The final QAT checkpoint is in fake-quantized form. Low memory footprint and speedup comes after deployment to accelerated runtimes.

Note: For restoring the model checkpoint for Pytorch native evaluation, see ModelOpt Restore using Huggingface APIs.

Deployment

The GPT-OSS QAT models from above can be deployed in MXFP4 format using performant serving engines like TensorRT-LLM, vLLM, and SGLang. To enable this, we provide a custom conversion script that transforms a Hugging Face–compatible BF16 checkpoint into the same MXFP4 weight-only format used by the original GPT-OSS release. This real MXFP4 quantized checkpoint can be deployed to supported runtimes just like the original GPT-OSS MXFP4 models.

To export the QAT checkpoint to real quantized MXFP4, run:

python convert_oai_mxfp4_weight_only.py  \
    --model_path gpt-oss-20b-qat \
    --output_path gpt-oss-20b-qat-real-mxfp4

Note: Model Optimizer currently exports quantized checkpoints in formats other than MXFP4. Support for ModelOpt-generated MXFP4 checkpoints in vLLM, SGLang, and TensorRT-LLM is planned and actively in development.

Deployment on TensorRT-LLM

To setup TensorRT-LLM, follow the official guide: Deploying GPT-OSS on TensorRT-LLM Once installed, launch an OpenAI-compatible endpoint using:

trtllm-serve path/to/quantized/checkpoint --tokenizer /path/to/tokenizer --max_batch_size <max_batch_size> --max_num_tokens <max_num_tokens> --max_seq_len <max_seq_len> --tp_size <tp_size> --pp_size <pp_size> --host <host_ip_address> --port <port> --kv_cache_free_gpu_memory_fraction 0.95
Deployment on SGLang

To setup SGLang, refer to the setup issue: SGLang Setup Guide Then start the server with:

python3 -m sglang.launch_server --model <model-path> --tp <tp_size>
Deployment on vLLM

To deploy with vLLM, follow the OpenAI Cookbook instructions Then start the server with:

vllm serve <model_path>

LoRA QAT: low memory footprint alternative for full parameter QAT

You may run QAT with LoRA to reduce the training GPU memory requirement. Using one node with 8 x 80 GB GPUs, you could perform QAT with LoRA on GPT OSS 120B model.

Here is how to run LoRA QAT for GPT OSS 120B model:

python sft.py --config configs/sft_lora.yaml \
    --model_name_or_path openai/gpt-oss-120b \
    --quant_cfg MXFP4_MLP_WEIGHT_ONLY_CFG \
    --output_dir gpt-oss-120b-lora-qat

The LoRA-QAT adapter weights from the QAT process above need to be merged with the base weights for deployment.
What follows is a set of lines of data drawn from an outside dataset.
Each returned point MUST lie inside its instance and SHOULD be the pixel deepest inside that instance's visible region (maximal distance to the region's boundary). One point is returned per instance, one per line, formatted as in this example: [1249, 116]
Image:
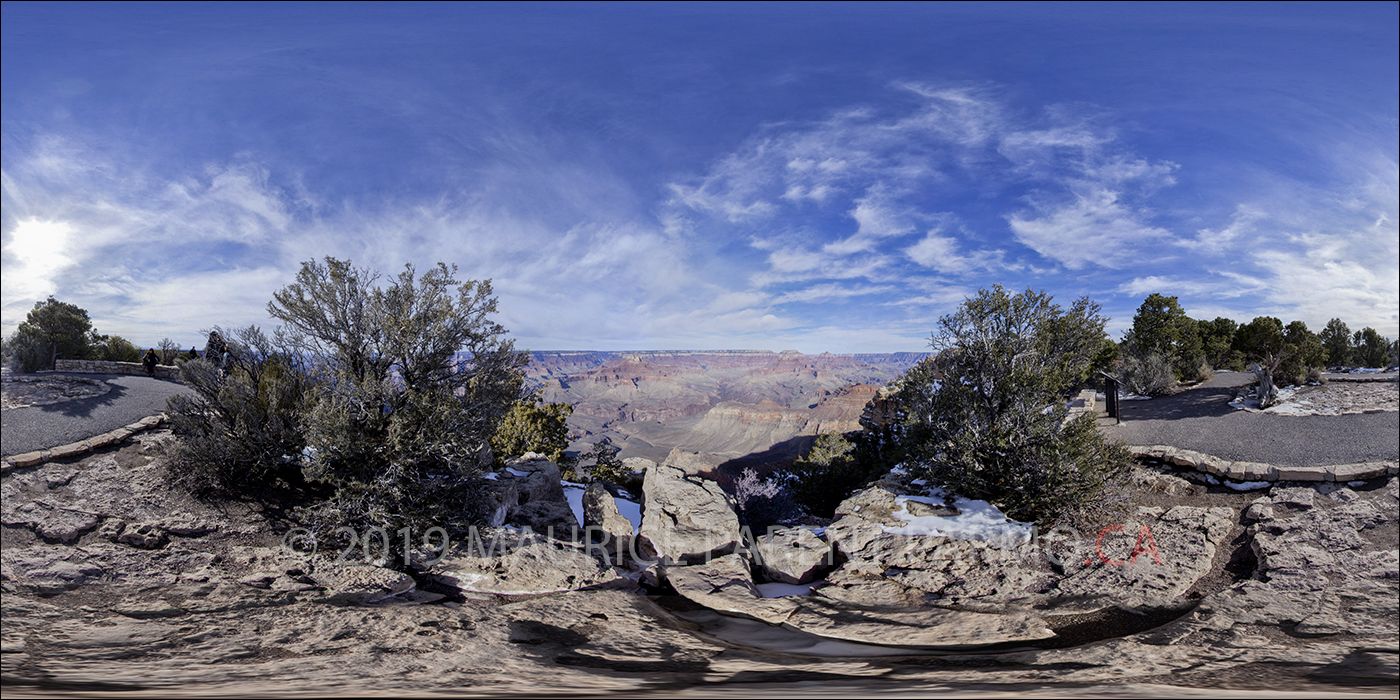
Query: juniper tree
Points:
[996, 424]
[396, 422]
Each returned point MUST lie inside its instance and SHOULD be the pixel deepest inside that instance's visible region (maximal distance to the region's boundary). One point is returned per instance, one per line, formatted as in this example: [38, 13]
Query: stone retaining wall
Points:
[163, 371]
[81, 447]
[1262, 472]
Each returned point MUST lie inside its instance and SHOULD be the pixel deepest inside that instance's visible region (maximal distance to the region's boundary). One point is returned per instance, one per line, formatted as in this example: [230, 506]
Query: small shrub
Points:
[762, 503]
[832, 469]
[1147, 374]
[534, 427]
[242, 426]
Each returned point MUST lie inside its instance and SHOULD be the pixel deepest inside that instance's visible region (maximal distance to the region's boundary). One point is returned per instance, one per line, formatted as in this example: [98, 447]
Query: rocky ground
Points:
[114, 581]
[1329, 399]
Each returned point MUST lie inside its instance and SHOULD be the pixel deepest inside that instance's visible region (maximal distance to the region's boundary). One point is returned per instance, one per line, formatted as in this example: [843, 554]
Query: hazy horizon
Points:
[816, 177]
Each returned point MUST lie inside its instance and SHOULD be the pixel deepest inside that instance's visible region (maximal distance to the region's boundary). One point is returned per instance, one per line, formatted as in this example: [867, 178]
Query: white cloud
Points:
[1096, 228]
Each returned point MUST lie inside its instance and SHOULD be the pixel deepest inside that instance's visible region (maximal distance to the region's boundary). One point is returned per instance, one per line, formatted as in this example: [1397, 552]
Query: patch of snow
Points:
[977, 520]
[1249, 486]
[786, 590]
[576, 500]
[629, 510]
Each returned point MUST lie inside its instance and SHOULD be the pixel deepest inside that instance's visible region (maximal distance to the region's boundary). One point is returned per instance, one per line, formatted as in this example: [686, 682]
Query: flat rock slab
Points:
[916, 627]
[1151, 559]
[361, 584]
[514, 563]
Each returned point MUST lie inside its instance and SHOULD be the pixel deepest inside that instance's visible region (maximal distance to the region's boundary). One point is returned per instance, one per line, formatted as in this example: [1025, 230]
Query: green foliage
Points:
[1161, 328]
[396, 423]
[832, 469]
[996, 424]
[1260, 339]
[1336, 338]
[1215, 340]
[52, 329]
[1371, 349]
[1302, 353]
[168, 350]
[534, 427]
[116, 349]
[1147, 374]
[242, 424]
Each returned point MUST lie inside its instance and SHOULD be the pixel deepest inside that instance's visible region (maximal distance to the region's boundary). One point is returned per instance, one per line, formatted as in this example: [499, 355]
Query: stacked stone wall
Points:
[163, 371]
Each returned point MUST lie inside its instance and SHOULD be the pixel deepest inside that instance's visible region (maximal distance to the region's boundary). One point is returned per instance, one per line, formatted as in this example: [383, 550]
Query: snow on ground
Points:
[784, 590]
[574, 492]
[632, 511]
[977, 520]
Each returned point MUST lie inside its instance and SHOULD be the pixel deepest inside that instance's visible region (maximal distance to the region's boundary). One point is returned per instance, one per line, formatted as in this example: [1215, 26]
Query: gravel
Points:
[44, 427]
[1201, 419]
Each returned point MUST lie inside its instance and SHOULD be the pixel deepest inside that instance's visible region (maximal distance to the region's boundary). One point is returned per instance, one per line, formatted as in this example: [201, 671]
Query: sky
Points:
[770, 177]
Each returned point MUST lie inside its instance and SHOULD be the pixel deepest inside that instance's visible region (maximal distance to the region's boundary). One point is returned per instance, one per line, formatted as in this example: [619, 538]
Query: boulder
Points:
[725, 584]
[688, 518]
[546, 517]
[793, 556]
[874, 504]
[143, 536]
[605, 524]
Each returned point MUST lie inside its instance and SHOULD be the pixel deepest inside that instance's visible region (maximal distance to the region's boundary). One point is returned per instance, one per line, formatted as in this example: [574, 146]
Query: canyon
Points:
[723, 405]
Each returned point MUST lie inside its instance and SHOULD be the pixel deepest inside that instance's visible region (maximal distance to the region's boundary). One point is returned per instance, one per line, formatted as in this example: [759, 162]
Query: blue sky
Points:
[811, 177]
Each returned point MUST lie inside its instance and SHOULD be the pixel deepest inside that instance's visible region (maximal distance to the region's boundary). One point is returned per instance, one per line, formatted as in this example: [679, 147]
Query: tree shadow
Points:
[84, 408]
[1193, 403]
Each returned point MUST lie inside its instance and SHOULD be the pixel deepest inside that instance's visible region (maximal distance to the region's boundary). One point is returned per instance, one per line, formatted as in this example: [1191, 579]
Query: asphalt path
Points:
[1201, 419]
[45, 427]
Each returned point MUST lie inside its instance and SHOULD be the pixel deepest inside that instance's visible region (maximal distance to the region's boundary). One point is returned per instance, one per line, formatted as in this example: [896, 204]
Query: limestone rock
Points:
[546, 517]
[874, 504]
[725, 584]
[143, 536]
[518, 563]
[601, 515]
[686, 518]
[916, 627]
[791, 556]
[359, 584]
[1152, 559]
[65, 525]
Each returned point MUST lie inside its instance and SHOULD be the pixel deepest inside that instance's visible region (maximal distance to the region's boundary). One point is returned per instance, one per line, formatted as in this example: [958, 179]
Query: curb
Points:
[1262, 472]
[81, 447]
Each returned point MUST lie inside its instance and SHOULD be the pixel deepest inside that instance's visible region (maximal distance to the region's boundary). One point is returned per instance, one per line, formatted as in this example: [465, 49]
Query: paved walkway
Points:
[1201, 419]
[45, 427]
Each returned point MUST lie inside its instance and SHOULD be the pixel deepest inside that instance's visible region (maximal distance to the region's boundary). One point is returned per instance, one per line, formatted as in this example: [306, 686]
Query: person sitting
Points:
[150, 361]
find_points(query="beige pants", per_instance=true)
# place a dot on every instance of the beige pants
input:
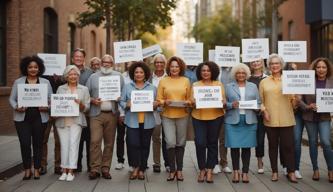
(102, 128)
(57, 158)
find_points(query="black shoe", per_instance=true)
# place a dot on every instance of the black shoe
(57, 170)
(94, 175)
(43, 170)
(156, 168)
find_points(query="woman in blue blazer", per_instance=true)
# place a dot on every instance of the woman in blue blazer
(241, 122)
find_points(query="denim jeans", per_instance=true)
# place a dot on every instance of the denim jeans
(298, 132)
(324, 130)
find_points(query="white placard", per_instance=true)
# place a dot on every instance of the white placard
(250, 104)
(208, 97)
(142, 101)
(54, 63)
(254, 49)
(64, 105)
(191, 53)
(211, 55)
(227, 56)
(177, 104)
(126, 51)
(292, 51)
(324, 100)
(109, 88)
(298, 82)
(32, 95)
(150, 51)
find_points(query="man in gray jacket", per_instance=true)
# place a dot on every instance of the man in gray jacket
(103, 122)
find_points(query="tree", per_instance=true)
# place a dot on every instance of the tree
(128, 18)
(220, 29)
(99, 11)
(275, 19)
(133, 18)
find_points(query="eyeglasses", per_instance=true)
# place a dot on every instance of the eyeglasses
(107, 62)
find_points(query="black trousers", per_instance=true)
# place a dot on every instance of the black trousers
(31, 131)
(281, 138)
(138, 146)
(246, 154)
(120, 142)
(85, 138)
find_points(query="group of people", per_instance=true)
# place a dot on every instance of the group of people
(282, 117)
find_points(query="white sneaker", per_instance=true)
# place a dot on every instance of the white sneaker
(226, 169)
(120, 166)
(298, 175)
(63, 177)
(284, 170)
(217, 169)
(261, 171)
(70, 177)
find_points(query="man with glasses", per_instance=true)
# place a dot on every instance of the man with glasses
(103, 122)
(78, 59)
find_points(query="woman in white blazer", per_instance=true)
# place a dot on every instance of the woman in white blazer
(30, 122)
(69, 128)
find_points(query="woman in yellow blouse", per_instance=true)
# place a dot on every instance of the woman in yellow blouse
(173, 94)
(279, 118)
(207, 123)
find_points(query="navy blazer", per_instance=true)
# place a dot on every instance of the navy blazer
(233, 94)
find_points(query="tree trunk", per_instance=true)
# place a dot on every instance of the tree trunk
(108, 26)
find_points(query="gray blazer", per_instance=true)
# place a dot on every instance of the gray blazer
(83, 94)
(233, 94)
(93, 87)
(19, 116)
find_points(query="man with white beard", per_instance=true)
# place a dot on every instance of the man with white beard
(103, 122)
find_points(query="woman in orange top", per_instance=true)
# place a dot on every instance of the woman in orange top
(207, 123)
(173, 94)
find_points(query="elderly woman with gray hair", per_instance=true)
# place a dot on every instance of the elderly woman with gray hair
(69, 128)
(279, 118)
(241, 122)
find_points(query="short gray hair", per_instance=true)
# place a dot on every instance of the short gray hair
(69, 68)
(159, 55)
(95, 59)
(239, 66)
(108, 56)
(274, 55)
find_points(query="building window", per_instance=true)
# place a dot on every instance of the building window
(50, 31)
(3, 43)
(322, 40)
(291, 30)
(71, 39)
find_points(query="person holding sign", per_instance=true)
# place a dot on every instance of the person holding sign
(279, 118)
(30, 122)
(257, 68)
(207, 121)
(241, 119)
(319, 123)
(173, 94)
(159, 73)
(140, 123)
(103, 117)
(70, 128)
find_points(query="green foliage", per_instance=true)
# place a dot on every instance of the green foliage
(129, 18)
(220, 29)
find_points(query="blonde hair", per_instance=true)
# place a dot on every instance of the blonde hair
(69, 68)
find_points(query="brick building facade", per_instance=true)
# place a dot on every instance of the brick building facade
(36, 26)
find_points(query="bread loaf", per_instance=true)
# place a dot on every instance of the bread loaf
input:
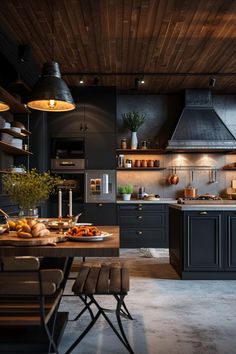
(23, 234)
(37, 228)
(44, 232)
(31, 223)
(26, 228)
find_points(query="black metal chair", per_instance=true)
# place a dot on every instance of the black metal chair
(102, 280)
(29, 296)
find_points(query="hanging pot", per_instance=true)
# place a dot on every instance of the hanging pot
(174, 178)
(190, 192)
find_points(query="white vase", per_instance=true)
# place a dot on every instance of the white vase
(126, 196)
(134, 141)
The custom conversion script above performs lora adapter merging before exporting MXFP4 weights. For this, specify the lora_path and base_model_path to the custom conversion script:

python convert_oai_mxfp4_weight_only.py  \
    --lora_path gpt-oss-120b-lora-qat \
    --base_path openai/gpt-oss-120b \
    --output_path gpt-oss-120b-lora-qat-merged-real-mxfp4

You can deploy this real quantized MXFP4 checkpoint just like the original GPT-OSS MXFP4 model.
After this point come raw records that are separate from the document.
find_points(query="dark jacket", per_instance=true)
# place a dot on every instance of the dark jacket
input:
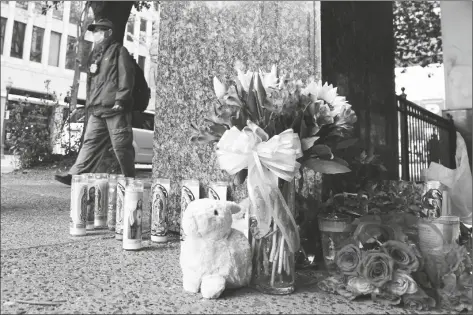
(114, 80)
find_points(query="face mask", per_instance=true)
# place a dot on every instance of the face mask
(99, 36)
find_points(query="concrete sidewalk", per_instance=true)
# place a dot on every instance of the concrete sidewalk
(92, 274)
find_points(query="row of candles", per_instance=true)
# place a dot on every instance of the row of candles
(117, 203)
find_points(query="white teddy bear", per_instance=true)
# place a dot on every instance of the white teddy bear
(214, 256)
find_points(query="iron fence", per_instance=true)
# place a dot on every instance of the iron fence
(424, 137)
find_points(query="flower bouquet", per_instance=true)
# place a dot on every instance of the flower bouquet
(267, 127)
(380, 260)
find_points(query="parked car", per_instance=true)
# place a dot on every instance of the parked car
(143, 131)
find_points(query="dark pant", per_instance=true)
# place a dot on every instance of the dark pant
(98, 135)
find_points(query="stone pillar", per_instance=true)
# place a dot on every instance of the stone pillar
(202, 39)
(358, 58)
(457, 59)
(9, 29)
(3, 105)
(136, 36)
(149, 30)
(47, 38)
(28, 32)
(57, 114)
(65, 33)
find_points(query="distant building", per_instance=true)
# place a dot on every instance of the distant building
(37, 47)
(424, 86)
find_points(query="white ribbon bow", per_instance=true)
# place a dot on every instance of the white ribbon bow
(266, 160)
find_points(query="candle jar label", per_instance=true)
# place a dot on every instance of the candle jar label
(189, 193)
(159, 224)
(101, 200)
(132, 219)
(78, 214)
(120, 205)
(90, 206)
(218, 191)
(112, 205)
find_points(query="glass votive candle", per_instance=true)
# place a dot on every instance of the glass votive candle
(335, 229)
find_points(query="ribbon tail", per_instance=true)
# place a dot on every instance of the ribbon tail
(260, 202)
(284, 218)
(281, 213)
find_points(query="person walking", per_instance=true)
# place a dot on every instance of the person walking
(110, 82)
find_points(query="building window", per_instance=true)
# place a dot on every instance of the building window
(22, 4)
(38, 7)
(55, 44)
(70, 52)
(76, 12)
(143, 30)
(2, 32)
(58, 10)
(18, 39)
(37, 44)
(130, 29)
(141, 62)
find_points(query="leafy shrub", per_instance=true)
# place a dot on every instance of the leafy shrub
(29, 134)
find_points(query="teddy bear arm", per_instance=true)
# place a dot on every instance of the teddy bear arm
(212, 286)
(191, 281)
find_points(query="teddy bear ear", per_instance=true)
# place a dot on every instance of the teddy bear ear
(233, 207)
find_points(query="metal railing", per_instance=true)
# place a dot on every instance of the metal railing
(424, 137)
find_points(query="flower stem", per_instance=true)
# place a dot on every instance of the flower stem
(281, 254)
(273, 271)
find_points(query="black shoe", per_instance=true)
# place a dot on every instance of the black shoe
(64, 179)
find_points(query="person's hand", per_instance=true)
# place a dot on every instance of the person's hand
(117, 107)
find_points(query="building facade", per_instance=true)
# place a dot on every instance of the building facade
(38, 47)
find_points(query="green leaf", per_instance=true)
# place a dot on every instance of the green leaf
(240, 177)
(321, 150)
(346, 143)
(340, 161)
(252, 103)
(260, 93)
(325, 166)
(307, 143)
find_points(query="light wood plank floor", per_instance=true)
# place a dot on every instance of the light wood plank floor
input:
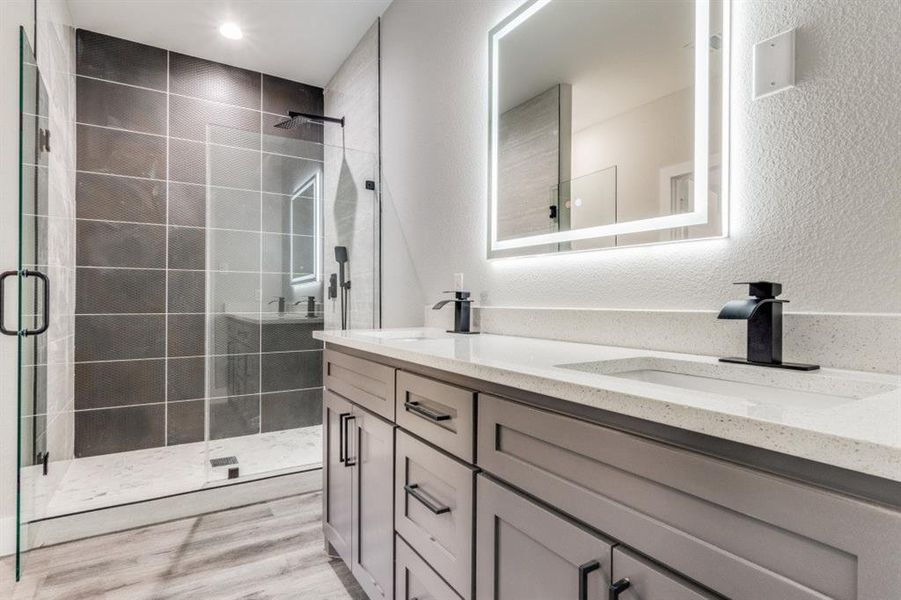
(272, 550)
Quantization Aware Training & Deployment for models beyond GPT-OSS

Easy QAT from ModelOpt using LLaMA-Factory

ModelOpt provides easy end to end QAT via LLaMA-Factory, an open-source repository for LLM/VLM finetuning. Please refer to LLaMa-Factory QAT example for performing QAT on your favorite models.

Deployment of ModelOpt QAT/PTQ models beyond GPT-OSS

ModelOpt supports exporting a wide variety of models after QAT/PTQ to TensorRT-LLM, vLLM, SGLang etc. Please refer to llm_ptq.